21 Jan Fragmented Post-Surgical Care Leads To Worse Outcomes For Elderly Patients
Medical Research: What is the background for this study? What are the main findings?
Dr. Tsai: Emerging evidence is suggesting that fragmented care is associated with higher costs and lower quality. For elderly patients undergoing major surgical procedures, fragmentation of care in the post-discharge period may be especially problematic. We therefore hypothesized that elderly patients receiving fragmented post-discharge care would have worse outcomes. We found that among Medicare patients who are readmitted after a major surgical operation, one in four are readmitted to a different hospital than the one where the original operation was performed. Even taking distance traveled into account, we find that this type of postsurgical care fragmentation is associated with a substantially higher risk of death.
Medical Research: What should clinicians and patients take away from your report?

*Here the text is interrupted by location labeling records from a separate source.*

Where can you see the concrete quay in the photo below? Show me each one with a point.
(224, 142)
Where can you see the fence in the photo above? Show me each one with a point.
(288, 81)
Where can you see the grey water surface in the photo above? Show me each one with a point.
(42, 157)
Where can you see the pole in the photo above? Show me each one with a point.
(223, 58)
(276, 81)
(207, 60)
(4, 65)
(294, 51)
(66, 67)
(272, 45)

Dr. Tsai: Especially for older patients with complex medical needs, every effort should be made to ensure continuity of surgical care. In the preoperative period, the surgical team should help the patient make appropriate plans for recovery after the patient is discharged. In the hospital, careful care coordination is needed to ensure that discharge information and changes to medications are discussed with the patient and that the patient understands his or her postoperative recovery plan. In the post-discharge period, early follow-up may help to preempt any potential readmission. From a systems standpoint, better health information exchange among hospitals and health care providers can help improve continuity of care for older patients with complex medical needs.
Medical Research: What recommendations do you have for future research as a result of this study?
Dr. Tsai: First, we need to better understand the mechanisms linking fragmented post-discharge care to worse outcomes. Future research on both the patient and hospital factors that contribute to fragmented care will help inform potentially different strategies focused on either better interventions targeted at high-risk patients or improving barriers to high-quality post-discharge care.
Second, once we understand what these mechanisms are, further research may be needed in order to understand which interventions actually work in the real-world setting.
Tsai TC, Orav E, Jha AK. Care Fragmentation in the Postdischarge Period: Surgical Readmissions, Distance of Travel, and Postoperative Mortality. JAMA Surg. 2015;150(1):59-64. doi:10.1001/jamasurg.2014.2071.